Mise à jour : Le distingué Language Hat (un carnetier qui mérite respect, il convient de le dire) est allé faire un tour du côté de la trouvaille et en a été beaucoup moins heureux que bibi ! Les traductions sont quelquefois oiseuses semble-t-il... (mea culpa j'avoue ne pas être allée trifouiller du côté du hongrois et du russe). D'un point de vue de langagier, il trouve le site truffé d'inutilités. Un point de vue que je ne partage pas (je crois que c'est bien la première fois que cela m'arrive dans le cas de language hat...). Je crois sincèrement que ce jeune site est prometteur et que s'il a ses défauts, comme tous ses pairs, langagiers ou pas, il constitue un carrefour d'informations intéressantes et un excellent point de départ pour qui veut élargir ses horizons ou ajouter une ressource (dussions-nous la qualifier d'« alternative ») à celles que l'on consulte déjà. L'auteur du carnet Semantic Compositions, par ailleurs, émet un commentaire un tantinet plus positif. À suivre sur language hat...
NDLGR : Pour fouiller les entrailles de la bête par ordre alphabétique, c'est par ici.
Moi ce qui me chagrine c'est l'encodage avec le jeu de caractère « charset=windows-1252 ». UTF-8 eut été plus approprié pour un dico multilangues.
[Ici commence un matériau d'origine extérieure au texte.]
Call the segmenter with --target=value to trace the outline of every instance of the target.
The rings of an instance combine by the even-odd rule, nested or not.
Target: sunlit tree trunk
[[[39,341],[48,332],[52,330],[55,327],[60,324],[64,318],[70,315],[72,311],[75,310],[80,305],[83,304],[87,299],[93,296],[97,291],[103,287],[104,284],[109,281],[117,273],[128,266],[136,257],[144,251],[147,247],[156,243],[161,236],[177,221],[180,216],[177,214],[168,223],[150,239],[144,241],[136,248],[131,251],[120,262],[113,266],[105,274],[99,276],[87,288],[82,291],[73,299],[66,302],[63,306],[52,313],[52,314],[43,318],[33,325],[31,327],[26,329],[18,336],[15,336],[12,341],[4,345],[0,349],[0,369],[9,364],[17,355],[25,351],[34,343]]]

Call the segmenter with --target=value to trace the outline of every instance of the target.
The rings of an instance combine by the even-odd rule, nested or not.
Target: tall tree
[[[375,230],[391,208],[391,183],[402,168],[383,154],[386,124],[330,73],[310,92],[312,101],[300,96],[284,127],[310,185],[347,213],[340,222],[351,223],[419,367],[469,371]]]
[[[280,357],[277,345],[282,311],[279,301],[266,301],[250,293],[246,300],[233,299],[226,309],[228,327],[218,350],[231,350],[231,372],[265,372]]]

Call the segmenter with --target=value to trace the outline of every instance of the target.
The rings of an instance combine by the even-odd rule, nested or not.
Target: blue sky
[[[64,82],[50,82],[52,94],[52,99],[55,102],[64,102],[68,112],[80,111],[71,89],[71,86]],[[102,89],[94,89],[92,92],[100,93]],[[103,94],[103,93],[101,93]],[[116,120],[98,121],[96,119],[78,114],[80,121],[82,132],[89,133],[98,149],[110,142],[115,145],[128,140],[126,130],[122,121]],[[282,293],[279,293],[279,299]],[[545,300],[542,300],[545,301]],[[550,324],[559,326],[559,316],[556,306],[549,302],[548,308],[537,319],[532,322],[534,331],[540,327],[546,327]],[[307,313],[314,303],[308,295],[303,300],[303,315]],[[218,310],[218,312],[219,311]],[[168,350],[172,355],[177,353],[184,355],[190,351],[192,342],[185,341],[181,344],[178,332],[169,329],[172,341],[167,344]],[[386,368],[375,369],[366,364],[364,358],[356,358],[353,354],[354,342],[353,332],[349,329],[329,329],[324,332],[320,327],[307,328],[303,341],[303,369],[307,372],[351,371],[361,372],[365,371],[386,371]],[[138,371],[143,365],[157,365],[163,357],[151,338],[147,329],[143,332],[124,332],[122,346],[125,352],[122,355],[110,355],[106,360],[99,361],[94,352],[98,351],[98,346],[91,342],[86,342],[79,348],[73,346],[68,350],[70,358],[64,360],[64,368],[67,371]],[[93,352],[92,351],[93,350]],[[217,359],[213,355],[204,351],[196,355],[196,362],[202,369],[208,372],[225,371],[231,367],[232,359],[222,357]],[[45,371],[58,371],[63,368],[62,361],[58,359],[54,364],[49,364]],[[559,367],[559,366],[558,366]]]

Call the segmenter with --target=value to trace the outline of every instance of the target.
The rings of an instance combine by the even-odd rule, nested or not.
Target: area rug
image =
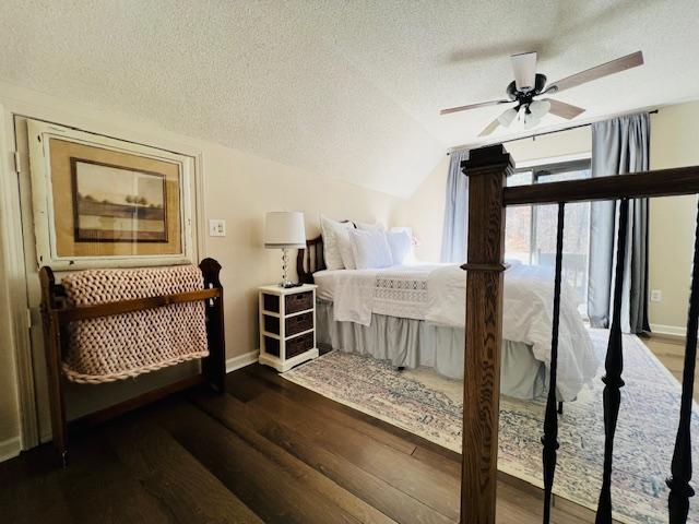
[[[595,350],[606,352],[608,331],[590,330]],[[615,519],[626,523],[667,522],[665,478],[674,446],[680,385],[645,345],[624,336],[621,407],[614,444],[612,497]],[[602,485],[604,419],[600,380],[565,405],[559,418],[554,492],[596,509]],[[332,352],[283,377],[450,450],[461,452],[462,383],[430,370],[396,371],[389,364]],[[500,401],[498,468],[542,487],[541,436],[545,398]],[[699,440],[695,404],[692,434]],[[694,445],[696,456],[698,445]],[[695,504],[696,505],[696,504]],[[688,522],[699,522],[690,509]]]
Ce qui me fait sourire (enfin...), c'est l'avertissement qu'il est interdit de jeter un oeil au code source ou de télécharger la page, à la section terms of use :
« By using this site you agree to:
- NOT ELECTRONICALLY COPY ANY PAGES
&
- NOT ANALYZE OR COPY THE SOURCE CODE
&
- NOT DOWNLOAD PAGES -- NOT EVEN ONE
&
- NOT LOOK AT THE SOURCE CODE. »
Là c'est fortiche quand même :-)
Rassurez-moi, on est bien sur le web ?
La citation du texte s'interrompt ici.